HAT-P-70b through the Eyes of MAROON-X: Constraining Elemental Abundances of Metals and Insights on Atmosphere Dynamics

Original Abstract

Ultra-hot Jupiters (UHJs) are exceptional laboratories for studying planetary atmospheres under extreme irradiation conditions. With close-in tidally locked orbits, these planets can have daysides hot enough for metals to be significantly ionized while still maintaining nightsides cold enough for refractory species to potentially condense. We present an analysis of the ultra-hot Jupiter HAT-P-70b taken with the MAROON-X high-resolution spectrograph.

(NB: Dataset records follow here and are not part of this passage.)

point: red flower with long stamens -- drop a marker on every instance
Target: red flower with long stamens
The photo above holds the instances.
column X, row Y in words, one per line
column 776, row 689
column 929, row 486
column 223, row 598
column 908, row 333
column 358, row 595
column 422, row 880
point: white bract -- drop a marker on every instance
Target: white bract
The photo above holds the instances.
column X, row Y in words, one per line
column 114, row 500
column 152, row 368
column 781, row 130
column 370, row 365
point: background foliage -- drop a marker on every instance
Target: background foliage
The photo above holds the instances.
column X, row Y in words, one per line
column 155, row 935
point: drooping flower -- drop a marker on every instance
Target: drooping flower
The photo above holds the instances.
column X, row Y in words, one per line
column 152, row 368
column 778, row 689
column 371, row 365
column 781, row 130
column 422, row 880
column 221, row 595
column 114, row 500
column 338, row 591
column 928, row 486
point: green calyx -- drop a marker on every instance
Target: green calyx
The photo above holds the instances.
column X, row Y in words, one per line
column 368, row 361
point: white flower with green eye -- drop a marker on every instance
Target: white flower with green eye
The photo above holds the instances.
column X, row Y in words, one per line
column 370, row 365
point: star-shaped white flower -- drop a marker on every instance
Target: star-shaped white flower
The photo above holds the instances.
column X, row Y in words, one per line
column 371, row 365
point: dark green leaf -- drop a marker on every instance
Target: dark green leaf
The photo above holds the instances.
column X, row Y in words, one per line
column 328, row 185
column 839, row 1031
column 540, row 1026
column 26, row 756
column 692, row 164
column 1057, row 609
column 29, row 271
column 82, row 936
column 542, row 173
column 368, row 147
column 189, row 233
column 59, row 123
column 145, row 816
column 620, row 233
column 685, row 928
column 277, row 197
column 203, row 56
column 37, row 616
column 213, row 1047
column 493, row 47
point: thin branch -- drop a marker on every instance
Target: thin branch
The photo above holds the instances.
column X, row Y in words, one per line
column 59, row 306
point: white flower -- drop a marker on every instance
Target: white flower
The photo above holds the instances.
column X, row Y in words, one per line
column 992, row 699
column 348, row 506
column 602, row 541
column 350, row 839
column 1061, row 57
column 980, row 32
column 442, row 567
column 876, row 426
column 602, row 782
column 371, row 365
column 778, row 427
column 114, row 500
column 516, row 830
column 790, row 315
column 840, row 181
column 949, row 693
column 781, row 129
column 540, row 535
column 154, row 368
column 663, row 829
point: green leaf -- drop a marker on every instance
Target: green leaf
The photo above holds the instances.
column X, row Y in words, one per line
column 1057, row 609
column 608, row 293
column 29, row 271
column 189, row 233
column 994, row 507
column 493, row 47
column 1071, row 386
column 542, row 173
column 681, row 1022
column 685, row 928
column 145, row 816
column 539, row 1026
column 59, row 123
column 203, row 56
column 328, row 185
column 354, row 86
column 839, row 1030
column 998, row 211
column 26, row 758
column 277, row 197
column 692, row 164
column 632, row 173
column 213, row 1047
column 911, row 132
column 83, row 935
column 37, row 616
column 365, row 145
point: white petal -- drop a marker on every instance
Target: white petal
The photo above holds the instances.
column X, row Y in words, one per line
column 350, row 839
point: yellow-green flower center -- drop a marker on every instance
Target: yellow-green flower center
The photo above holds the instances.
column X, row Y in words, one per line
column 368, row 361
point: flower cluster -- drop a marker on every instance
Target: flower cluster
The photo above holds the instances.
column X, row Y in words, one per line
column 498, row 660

Using cross-correlations, we detect 14 neutral and singly ionized species, including Fe I, Fe II, Ti I, Ca I, Ca II, Cr I, Na I, V I, Mn I, Ni I, Mg I, Ba II, O I, and Sr I, with tentative evidence for H I, Co I, and K I. The absorption signals exhibit blueshifts on the order of a few $\mathrm{km\,s^{-1}}$, consistent with day-to-night winds. We further constrain relative abundances with atmospheric retrievals and demonstrate that some inferred elemental abundance ratios depend strongly on modeling assumptions. In particular, we show that a well-mixed retrieval approach neglecting ionization can strongly bias highly ionizable elements such as Ca and Ti. Accounting for the effects of equilibrium chemistry and thermal ionization generally results in inferred elemental abundance ratios that are closer to expectations for a solar-like composition, although not in all cases. Interestingly, we find a distinct nickel enrichment on HAT-P-70b, adding to the growing number of UHJ studies where the Ni abundance is seemingly enhanced. Our results underline the importance of considering physical and chemical atmospheric processes such as ionization when interpreting high-resolution transmission spectra of UHJs.